Malas noticias de Broadway
Me preguntan por el futuro del musical patrio y lamento no sumarme al entusiasmo general. Salvo contadísimas excepciones, el musical que yo amo, el musical "orgánico", está en trance de desaparición. Entiendo por musical "orgánico", cosido a mano, aquel en el que las canciones surgen del libreto, definen a los personajes y hacen avanzar la acción. Trabajar así requiere inspiración y tiempo, que son bienes escasos. Por otro lado, levantar un musical es cada vez más caro, y se comprende que los productores no quieran jugarse los cuartos en apuestas de riesgo. Un musical nuevo o de pequeño formato (y, lógicamente, en pequeña sala) no suele dar dinero, de modo que lo que mandan son las franquicias (musicales que han triunfado fuera y se calcan con un director visitante) o los jukebox (colecciones de grandes éxitos de un solista o grupo en torno a los cuales se articula una trama tirando a leve), siempre de gran tonelaje. Celebro el éxito de ambas modalidades y ojalá sigan generando puestos de trabajo, pero yo crecí con el viejo estilo. El actual estado del jardín impide (o dificulta muchísimo) que crezcan flores distintas, o que se repongan, con savia nueva, las que marcaron época. De acuerdo, La vampira del Raval de Guinovart y Arias Velasco triunfa en Barcelona, en una sala alternativa, y ardo en deseos de ver los revivals de Follies y Sonrisas y lágrimas, pero mucho me temo que esas contadas flores no harán verano.
Salvo contadísimas excepciones, el musical que yo amo está en trance de desaparición
No negaré que de unos años a esta parte ha mejorado incomensurablemente el nivel de las producciones, y las voces, y los bailes, aunque cuesta horrores que un musical te sorprenda, te atrape o te conmueva. Predominan, a mis oídos, dos peligrosísimas tendencias: la blandenguería interpretativa (como si se dirigieran a un público infantil o infantilizado) y el engolamiento vocal (el síndrome Operación Triunfo: potencia sin alma). Es difícil, muy difícil, atrapar un musical que plantee conflictos adultos expresados con naturalidad, o toparse con algo realmente nuevo. Esto último tal vez pueda deberse a que mientras maestros como Rodgers o Sondheim tenían innumerables influencias, destiladas en un estilo personal, buena parte de los compositores actuales parecen haber bebido de dos o tres únicas fuentes brotadas en los últimos veinte años. Quizás, me pregunto, nadie ha vuelto a componer como Kern, Porter o Loesser porque ha cambiado el sistema de producción y el caldo de cultivo que facilitaron su desarrollo como artistas.
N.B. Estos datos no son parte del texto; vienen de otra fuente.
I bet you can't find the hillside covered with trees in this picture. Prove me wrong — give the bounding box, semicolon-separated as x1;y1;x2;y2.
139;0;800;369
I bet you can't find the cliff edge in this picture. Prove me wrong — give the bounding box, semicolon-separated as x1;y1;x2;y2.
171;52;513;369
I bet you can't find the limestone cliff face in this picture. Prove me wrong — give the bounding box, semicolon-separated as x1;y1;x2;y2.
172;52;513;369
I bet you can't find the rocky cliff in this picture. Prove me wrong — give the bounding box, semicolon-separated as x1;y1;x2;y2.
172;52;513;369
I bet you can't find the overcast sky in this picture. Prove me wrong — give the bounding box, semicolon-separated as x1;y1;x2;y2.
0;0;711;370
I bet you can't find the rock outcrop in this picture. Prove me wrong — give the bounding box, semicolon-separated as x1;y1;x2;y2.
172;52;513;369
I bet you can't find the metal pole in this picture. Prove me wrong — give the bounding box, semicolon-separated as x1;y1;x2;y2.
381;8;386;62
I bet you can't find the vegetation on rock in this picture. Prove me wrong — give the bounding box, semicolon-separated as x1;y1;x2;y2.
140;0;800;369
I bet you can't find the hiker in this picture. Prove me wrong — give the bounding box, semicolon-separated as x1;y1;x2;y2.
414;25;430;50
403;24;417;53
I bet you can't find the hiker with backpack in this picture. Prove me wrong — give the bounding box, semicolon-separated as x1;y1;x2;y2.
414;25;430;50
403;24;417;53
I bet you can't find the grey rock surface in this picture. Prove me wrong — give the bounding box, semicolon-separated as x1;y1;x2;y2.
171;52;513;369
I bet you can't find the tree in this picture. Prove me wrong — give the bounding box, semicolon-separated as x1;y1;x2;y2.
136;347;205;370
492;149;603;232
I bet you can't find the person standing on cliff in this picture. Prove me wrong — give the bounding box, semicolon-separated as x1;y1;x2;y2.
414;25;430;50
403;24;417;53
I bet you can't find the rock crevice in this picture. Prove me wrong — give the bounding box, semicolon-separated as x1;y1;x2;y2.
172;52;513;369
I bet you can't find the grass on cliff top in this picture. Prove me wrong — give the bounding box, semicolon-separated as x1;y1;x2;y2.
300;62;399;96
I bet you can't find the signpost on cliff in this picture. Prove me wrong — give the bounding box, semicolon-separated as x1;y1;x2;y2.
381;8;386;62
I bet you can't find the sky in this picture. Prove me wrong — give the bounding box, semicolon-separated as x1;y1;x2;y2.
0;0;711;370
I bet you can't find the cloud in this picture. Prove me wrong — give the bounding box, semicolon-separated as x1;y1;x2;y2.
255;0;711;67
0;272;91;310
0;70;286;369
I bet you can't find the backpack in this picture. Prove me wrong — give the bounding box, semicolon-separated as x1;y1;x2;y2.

Me escribe un viejo amigo americano, aficionado incombustible pero, por lo que veo, todavía más pesimista que yo: "El musical como forma en expansión, como un organismo vivo que crece y se desarrolla, murió a principios de los noventa a manos de la trivialidad y la elefantiasis. En las décadas anteriores, los autores buscaban y evolucionaban, los productores arriesgaban y el público estaba compuesto de muchos públicos. Poco a poco, como es natural, los grandes maestros enmudecieron, o comenzaron a repetirse; los productores se convirtieron en corporaciones, y de muchos públicos se pasó a uno solo, que pedía espectáculos familiares en el doble sentido del término. Lo que predomina y predominará en Broadway, con contadas excepciones, es el reciclaje, porque ese es el signo de los tiempos. Broadway se alimenta de revivals y de copias: la gente quiere más de lo mismo una y otra vez. No creo que el teatro musical desaparezca, pero nunca volverá a ser lo que fue. Se ha ido para siempre: ahora es una atracción turística". ¿Lasciate ogni speranza, entonces? No: hay modelos posibles y vías a seguir. La Menier Chocolate Factory, en Londres, por ejemplo. Se lo cuento otro jueves.